The first-time buyer: All's fair in love and real estate

As I said in my last post, we made an offer on the condo, and all seemed to be going well. The seller was due to sign off on the counter-offer on the Friday before Memorial Day weekend. We were excited. The holiday weekend stretched before us. We were buying a new condo by the lake. Our next holiday weekend would be spent messing about in kayaks and playing with the dog that we’d have to buy. Just before I fired up the BBQ and cracked open a beer, I shot a quick conversational email to my Realtor. She quickly shot one back: The seller hadn’t signed the papers.

Memorial Day weekend was ruined.

Ok, that was a bit melodramatic, but I was trying to hold your attention past the jump. As I was saying, the seller didn’t sign. It was that same feeling you get when you go for one of those movie’n’dinner dates and the guy never calls again. Was it something we said? Did someone better come along? I knew I acted too eager. Probably turned her off.
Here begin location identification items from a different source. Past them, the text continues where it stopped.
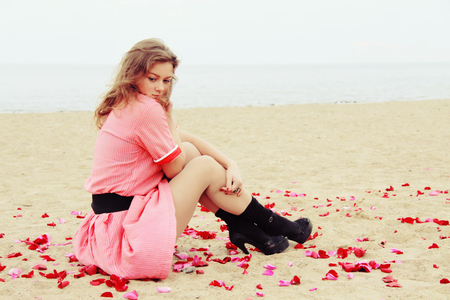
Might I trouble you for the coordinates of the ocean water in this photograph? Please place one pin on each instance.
(52, 88)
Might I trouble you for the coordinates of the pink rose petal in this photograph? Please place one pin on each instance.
(131, 295)
(270, 267)
(15, 273)
(163, 289)
(284, 283)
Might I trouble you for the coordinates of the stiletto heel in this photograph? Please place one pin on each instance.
(274, 224)
(275, 244)
(237, 239)
(304, 230)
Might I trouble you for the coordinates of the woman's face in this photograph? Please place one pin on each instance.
(157, 82)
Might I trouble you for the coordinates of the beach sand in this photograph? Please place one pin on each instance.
(337, 163)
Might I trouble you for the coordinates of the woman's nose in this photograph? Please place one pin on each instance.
(159, 86)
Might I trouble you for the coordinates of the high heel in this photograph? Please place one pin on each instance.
(274, 225)
(242, 231)
(275, 244)
(304, 232)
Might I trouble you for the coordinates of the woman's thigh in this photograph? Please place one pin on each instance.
(189, 185)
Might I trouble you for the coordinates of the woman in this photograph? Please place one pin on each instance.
(148, 177)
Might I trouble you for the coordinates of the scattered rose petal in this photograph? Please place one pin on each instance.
(393, 284)
(295, 280)
(63, 284)
(98, 281)
(433, 246)
(107, 295)
(359, 252)
(15, 273)
(133, 295)
(331, 275)
(284, 283)
(270, 267)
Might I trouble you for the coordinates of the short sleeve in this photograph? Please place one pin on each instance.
(153, 133)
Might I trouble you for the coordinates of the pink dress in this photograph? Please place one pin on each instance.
(131, 147)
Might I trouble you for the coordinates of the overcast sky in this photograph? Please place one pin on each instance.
(225, 32)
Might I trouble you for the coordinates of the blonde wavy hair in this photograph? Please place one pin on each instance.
(136, 63)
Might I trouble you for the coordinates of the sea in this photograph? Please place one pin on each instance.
(61, 88)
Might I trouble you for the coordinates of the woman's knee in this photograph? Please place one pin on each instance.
(191, 151)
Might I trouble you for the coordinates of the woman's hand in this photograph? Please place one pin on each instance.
(234, 181)
(168, 107)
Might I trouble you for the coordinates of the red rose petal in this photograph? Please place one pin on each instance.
(295, 280)
(46, 257)
(97, 282)
(359, 252)
(63, 284)
(17, 254)
(393, 284)
(29, 275)
(107, 295)
(91, 270)
(433, 246)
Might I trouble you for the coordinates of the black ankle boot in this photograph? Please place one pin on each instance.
(242, 231)
(273, 224)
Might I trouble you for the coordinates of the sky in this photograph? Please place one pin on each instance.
(227, 32)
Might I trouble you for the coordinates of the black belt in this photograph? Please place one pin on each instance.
(109, 203)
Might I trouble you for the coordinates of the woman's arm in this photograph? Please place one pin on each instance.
(173, 168)
(234, 180)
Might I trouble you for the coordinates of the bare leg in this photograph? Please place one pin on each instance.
(203, 175)
(191, 153)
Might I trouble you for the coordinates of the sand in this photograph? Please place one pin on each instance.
(337, 163)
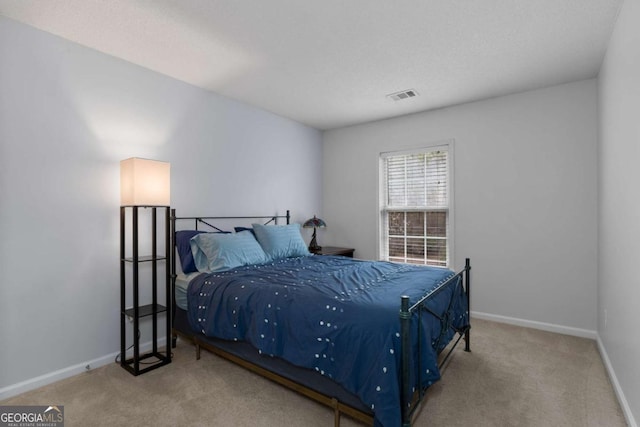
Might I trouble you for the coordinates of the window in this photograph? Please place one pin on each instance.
(415, 208)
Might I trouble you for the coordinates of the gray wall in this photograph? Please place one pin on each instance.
(525, 188)
(68, 115)
(619, 215)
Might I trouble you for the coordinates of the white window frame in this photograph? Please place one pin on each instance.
(448, 146)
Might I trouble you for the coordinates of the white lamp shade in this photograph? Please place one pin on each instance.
(145, 182)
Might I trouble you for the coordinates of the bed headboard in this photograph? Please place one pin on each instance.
(208, 223)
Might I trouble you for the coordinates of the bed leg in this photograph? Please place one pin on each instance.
(405, 386)
(336, 412)
(467, 280)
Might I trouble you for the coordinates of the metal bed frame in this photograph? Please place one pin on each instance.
(410, 399)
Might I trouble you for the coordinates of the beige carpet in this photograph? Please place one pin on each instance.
(513, 377)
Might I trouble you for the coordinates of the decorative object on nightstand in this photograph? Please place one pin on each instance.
(144, 184)
(335, 250)
(314, 223)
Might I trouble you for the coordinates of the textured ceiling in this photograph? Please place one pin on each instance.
(330, 63)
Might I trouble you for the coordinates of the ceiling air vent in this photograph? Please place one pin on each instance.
(405, 94)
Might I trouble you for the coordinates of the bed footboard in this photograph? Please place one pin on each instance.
(410, 399)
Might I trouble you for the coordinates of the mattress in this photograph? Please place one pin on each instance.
(182, 284)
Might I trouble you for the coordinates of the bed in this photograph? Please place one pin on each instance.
(363, 337)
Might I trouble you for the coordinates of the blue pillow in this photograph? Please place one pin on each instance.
(220, 252)
(184, 249)
(281, 241)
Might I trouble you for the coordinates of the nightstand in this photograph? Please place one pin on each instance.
(334, 250)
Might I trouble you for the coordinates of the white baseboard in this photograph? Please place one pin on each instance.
(566, 330)
(51, 377)
(624, 404)
(550, 327)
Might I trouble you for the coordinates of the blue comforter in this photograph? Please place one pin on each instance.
(335, 315)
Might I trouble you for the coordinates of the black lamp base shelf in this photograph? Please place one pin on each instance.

The Realtor called. Apparently the seller did sign the papers, but faxed them to the wrong number. Oh yeah, I’d heard that one before: “Sorry, I lost your number.”

We heard that the seller was going to sign the papers on Tuesday, which was two massive long days away. We didn’t know whether to believe the agent. Memorial Day stretched in front of us like purgatory.

Memorial Day arrived. We heard word that another unit in the same building had just come up on the MLS. We raced off to see it. It was bigger, cheaper and had a deck, rather than a balcony. Our seller still hadn’t signed the papers.

Turned out that it was easy for us to transfer our affections, and we made an offer on the spot, withdrawing our first offer by voice mail and fax. In hindsight, we couldn’t believe that we’d ever thought that first unit was even our type.

But this new condo? This could be the start of something beautiful, or so we thought at the time.